Strelka runs an open air program which includes public lectures delivered by leading architects, designers and thinkers as well as conferences, workshops, concerts and festivals.

Strelka's commercial program involves architectural competitions, such as the renovation of Gorky Park, Zaryadye and Polytechnic Museum, and develops urban solutions for Russian private and municipal customers.

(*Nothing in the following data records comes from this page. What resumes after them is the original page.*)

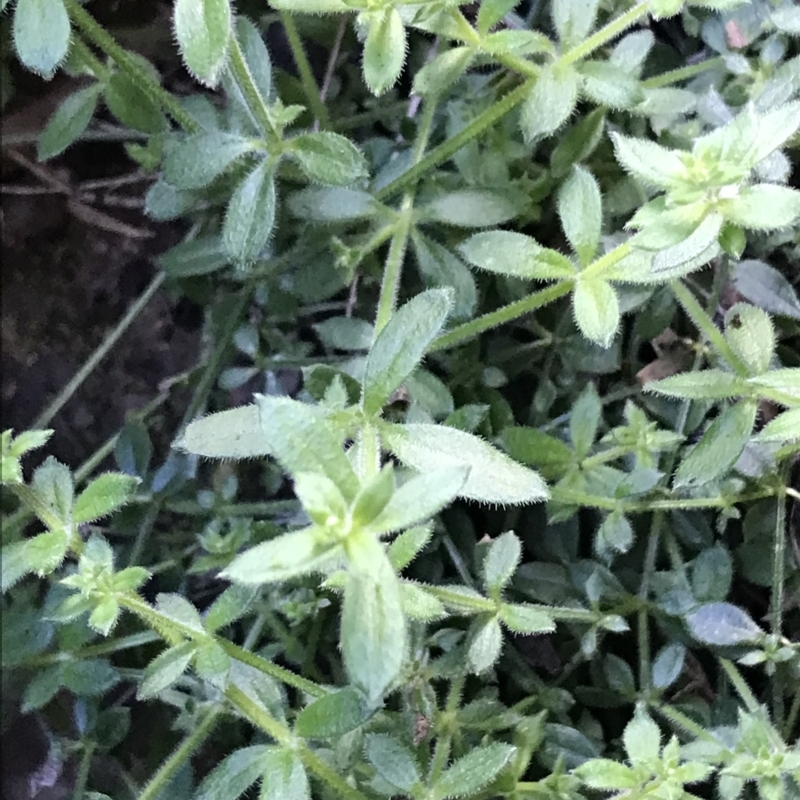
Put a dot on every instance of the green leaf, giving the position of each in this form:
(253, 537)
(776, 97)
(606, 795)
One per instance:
(407, 546)
(485, 643)
(235, 433)
(393, 761)
(443, 71)
(400, 346)
(41, 33)
(785, 427)
(783, 381)
(373, 626)
(710, 384)
(303, 441)
(103, 495)
(493, 476)
(723, 625)
(212, 663)
(234, 776)
(471, 208)
(580, 210)
(668, 665)
(70, 120)
(203, 29)
(276, 560)
(609, 85)
(256, 56)
(596, 308)
(331, 716)
(720, 447)
(197, 160)
(491, 12)
(502, 560)
(250, 215)
(131, 105)
(765, 287)
(517, 255)
(765, 206)
(584, 421)
(384, 50)
(52, 484)
(284, 777)
(536, 449)
(642, 738)
(199, 256)
(332, 205)
(472, 772)
(328, 158)
(165, 670)
(550, 103)
(649, 162)
(573, 20)
(603, 773)
(526, 620)
(751, 336)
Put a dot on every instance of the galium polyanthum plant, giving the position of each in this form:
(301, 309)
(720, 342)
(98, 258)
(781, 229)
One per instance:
(628, 567)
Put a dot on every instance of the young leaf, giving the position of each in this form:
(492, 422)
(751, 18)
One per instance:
(235, 433)
(284, 776)
(234, 776)
(720, 447)
(493, 476)
(420, 499)
(71, 119)
(751, 336)
(596, 308)
(501, 561)
(485, 643)
(723, 625)
(41, 32)
(550, 102)
(384, 50)
(573, 20)
(250, 215)
(472, 208)
(203, 29)
(103, 495)
(393, 761)
(165, 670)
(472, 772)
(328, 158)
(399, 347)
(276, 560)
(303, 441)
(198, 159)
(517, 255)
(331, 716)
(580, 211)
(373, 627)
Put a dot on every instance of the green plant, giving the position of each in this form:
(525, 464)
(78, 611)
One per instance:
(386, 626)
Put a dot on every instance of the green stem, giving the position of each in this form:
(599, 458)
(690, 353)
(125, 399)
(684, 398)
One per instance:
(304, 68)
(706, 326)
(174, 762)
(469, 330)
(605, 34)
(393, 269)
(99, 354)
(778, 588)
(244, 79)
(449, 148)
(682, 74)
(259, 717)
(100, 37)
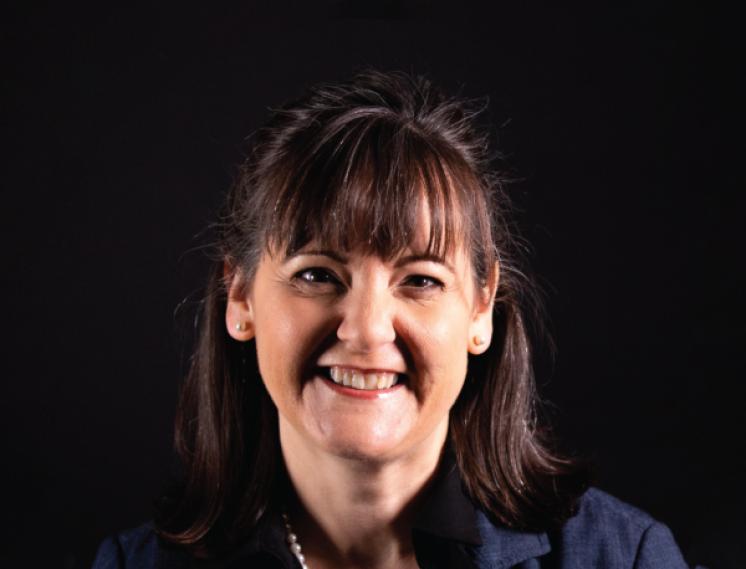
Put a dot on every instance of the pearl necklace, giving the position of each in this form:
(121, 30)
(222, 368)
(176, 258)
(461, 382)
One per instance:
(293, 544)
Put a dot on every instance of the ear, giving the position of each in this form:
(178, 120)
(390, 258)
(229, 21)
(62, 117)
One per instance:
(239, 314)
(480, 329)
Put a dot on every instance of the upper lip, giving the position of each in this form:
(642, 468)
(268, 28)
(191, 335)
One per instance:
(365, 369)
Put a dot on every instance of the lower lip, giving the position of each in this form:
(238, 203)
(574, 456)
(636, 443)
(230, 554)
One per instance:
(369, 394)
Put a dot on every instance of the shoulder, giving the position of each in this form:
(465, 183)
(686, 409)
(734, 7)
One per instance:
(610, 533)
(139, 548)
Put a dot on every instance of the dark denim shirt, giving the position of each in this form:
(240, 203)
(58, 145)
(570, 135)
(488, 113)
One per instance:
(449, 533)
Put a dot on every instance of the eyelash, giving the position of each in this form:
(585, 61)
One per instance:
(327, 277)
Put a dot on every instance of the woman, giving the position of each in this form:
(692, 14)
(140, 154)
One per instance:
(361, 392)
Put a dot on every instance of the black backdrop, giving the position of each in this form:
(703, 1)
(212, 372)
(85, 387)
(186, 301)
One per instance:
(122, 129)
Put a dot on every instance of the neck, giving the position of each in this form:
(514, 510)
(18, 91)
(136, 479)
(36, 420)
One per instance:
(356, 512)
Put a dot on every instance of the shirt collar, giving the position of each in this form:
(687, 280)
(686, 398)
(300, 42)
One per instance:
(446, 512)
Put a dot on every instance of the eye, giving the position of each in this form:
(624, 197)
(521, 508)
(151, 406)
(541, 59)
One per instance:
(316, 276)
(423, 282)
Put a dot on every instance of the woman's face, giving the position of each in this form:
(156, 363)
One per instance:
(323, 319)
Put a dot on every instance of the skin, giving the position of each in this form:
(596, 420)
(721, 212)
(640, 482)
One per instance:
(359, 465)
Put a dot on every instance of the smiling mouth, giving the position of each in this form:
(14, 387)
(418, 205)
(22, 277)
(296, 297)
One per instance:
(363, 381)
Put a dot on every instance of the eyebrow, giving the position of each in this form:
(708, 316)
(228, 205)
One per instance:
(320, 252)
(419, 257)
(400, 262)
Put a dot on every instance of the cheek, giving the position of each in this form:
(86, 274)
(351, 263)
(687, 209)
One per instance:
(286, 337)
(441, 353)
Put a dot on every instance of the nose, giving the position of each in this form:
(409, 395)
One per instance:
(367, 318)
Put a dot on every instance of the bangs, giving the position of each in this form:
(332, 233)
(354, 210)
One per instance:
(364, 185)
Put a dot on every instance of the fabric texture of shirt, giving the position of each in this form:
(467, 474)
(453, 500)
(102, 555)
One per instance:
(449, 532)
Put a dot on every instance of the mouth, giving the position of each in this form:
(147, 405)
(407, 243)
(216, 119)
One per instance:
(362, 380)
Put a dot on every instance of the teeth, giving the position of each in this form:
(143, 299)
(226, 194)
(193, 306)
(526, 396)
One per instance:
(359, 380)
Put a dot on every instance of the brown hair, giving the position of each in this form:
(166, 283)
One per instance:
(348, 165)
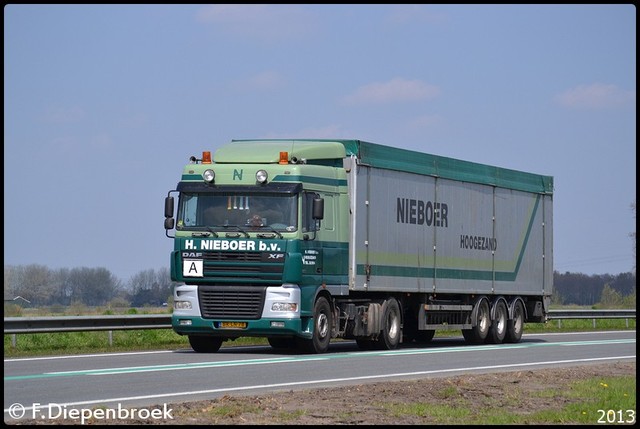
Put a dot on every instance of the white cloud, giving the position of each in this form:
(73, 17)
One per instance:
(595, 96)
(395, 90)
(262, 21)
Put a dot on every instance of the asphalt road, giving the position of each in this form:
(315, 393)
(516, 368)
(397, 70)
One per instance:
(51, 387)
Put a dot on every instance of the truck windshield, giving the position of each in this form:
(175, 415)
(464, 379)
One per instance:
(200, 211)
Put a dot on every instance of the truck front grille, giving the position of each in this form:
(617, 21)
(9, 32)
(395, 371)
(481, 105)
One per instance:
(231, 302)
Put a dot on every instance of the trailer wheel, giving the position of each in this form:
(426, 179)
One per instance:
(480, 330)
(205, 344)
(389, 338)
(515, 326)
(322, 323)
(498, 328)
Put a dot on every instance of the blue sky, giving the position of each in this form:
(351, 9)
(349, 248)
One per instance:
(104, 104)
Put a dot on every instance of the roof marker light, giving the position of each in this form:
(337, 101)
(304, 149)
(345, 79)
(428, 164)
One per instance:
(206, 157)
(284, 158)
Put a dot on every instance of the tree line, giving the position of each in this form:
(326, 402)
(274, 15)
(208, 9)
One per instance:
(39, 286)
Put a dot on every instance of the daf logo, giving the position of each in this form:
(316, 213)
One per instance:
(276, 255)
(192, 254)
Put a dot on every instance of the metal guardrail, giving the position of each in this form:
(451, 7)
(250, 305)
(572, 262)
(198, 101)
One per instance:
(32, 325)
(591, 314)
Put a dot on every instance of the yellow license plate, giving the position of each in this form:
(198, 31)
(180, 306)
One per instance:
(233, 325)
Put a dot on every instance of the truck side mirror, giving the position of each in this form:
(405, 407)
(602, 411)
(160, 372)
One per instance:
(318, 208)
(168, 207)
(168, 223)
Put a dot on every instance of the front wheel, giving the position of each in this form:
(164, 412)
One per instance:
(322, 323)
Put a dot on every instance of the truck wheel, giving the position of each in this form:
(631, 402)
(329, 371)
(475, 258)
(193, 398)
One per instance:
(515, 326)
(390, 336)
(205, 344)
(498, 328)
(479, 332)
(322, 323)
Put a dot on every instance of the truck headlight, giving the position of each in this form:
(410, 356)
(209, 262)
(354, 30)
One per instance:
(284, 306)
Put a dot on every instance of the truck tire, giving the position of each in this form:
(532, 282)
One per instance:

The institute also runs Moscow's popular and Bar Strelka.Strelka has been credited with reviving interest in urban development and design and bringing some of the world's leading architects to Moscow.

=== VDNKh ===
In summer 2014, Oskolkov-Tsentsiper headed project team affiliated with VDNKh direction which aims to redevelop the territory. Yuri Saprykine, former managing editor of Afisha-Rambler, has joined the team.

== Business ==

=== Afisha Publishing House ===
From 2007 to 2009, Oskolkov-Tsentsiper was general director at Afisha media holding company, which was part of Profmedia.

=== Yota ===
From 2010 to 2012, he worked as Vice President of Russian mobile broadband operator Yota Group and was responsible for strategic communications, brand development, new services and Yota's office in London.

=== Winter ===
In 2011, Oskolkov-Tsentsiper co-founded Winter, a design and communications consultancy based in London. Winter specializes in offering branding, marketing and design services to Russian companies. In December 2012, Winter and The Apostol, a Russian center for strategic communications, developed a new brand image for state-owned corporation Rostekhnologii, rebranding it as Rostec.

=== Tsentsiper ===
In 2014, Oskolkov-Tsentsiper founded self-named company with interdisciplinary team which has to do with service design, product design, urban design and planning, web development.
Today the company develops several complex projects for the Russian Post (with 41 901 subbranches and more than 350 000 employees), Sberbank (state-owned largest bank chain in Russia), PIK Group - the largest real estate and home-builder company in Russia.

=== Sdelano ===
In 2015, Oskolkov-Tsentsiper co-founded Sdelano, a renovation service in-a-box service providing apartment renovation for fixed price and in fixed dates. Sdelano operates in Moscow and the Moscow region.

== Family ==
Divorced, has a son named Matvey. and daughter, Mira.